After browsing through the aggregate functions documentation, I hit upon the NTILE function which I’ve used before, and realised that was the answer. The NTILE function takes a set of ordered data and divides it evenly (or as evenly as possible) between a number of buckets. In our case, we wanted to discard the top 25% and bottom 25%, so we simply divide the set into 4 buckets and discard the 1st and the 4th buckets; then take the standard average of the remainder:
SELECT AVG(mystat)
FROM (
SELECT mystat,
NTILE(4) OVER (ORDER BY mystat) n
FROM (SELECT mystat
FROM mytable)
)
WHERE n IN (2,3);
The benefit of this query is that it only does one pass over the data, and was easily modified to partition the data set into groups; a count was also added so that the average could be taken over the entire data set for any groups that had less than 4 items.

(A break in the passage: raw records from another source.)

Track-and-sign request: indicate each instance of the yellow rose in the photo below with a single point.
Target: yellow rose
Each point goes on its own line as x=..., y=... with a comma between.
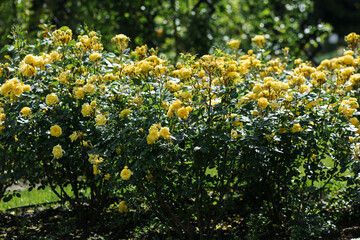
x=235, y=44
x=57, y=151
x=152, y=137
x=296, y=128
x=263, y=102
x=79, y=93
x=165, y=133
x=125, y=173
x=89, y=88
x=95, y=56
x=234, y=134
x=354, y=121
x=100, y=120
x=51, y=99
x=55, y=131
x=124, y=113
x=86, y=110
x=96, y=171
x=183, y=113
x=25, y=111
x=73, y=136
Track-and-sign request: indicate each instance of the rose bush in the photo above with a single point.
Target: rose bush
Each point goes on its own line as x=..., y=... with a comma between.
x=225, y=138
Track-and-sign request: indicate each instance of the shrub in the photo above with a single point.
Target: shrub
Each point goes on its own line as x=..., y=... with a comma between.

To get the truncated mean in groups, except for groups with <4 items (for which we’ll report the average over the entire group):
SELECT mycat, AVG(mystat)
FROM (
SELECT mycat, mystat,
NTILE(4) OVER (PARTITION BY mycat
ORDER BY mystat) n,
COUNT(1) OVER (PARTITION BY mycat) c
FROM (SELECT mycat, mystat
FROM mytable)
)
WHERE n IN (2,3) OR c < 4
GROUP BY mycat
ORDER BY mycat;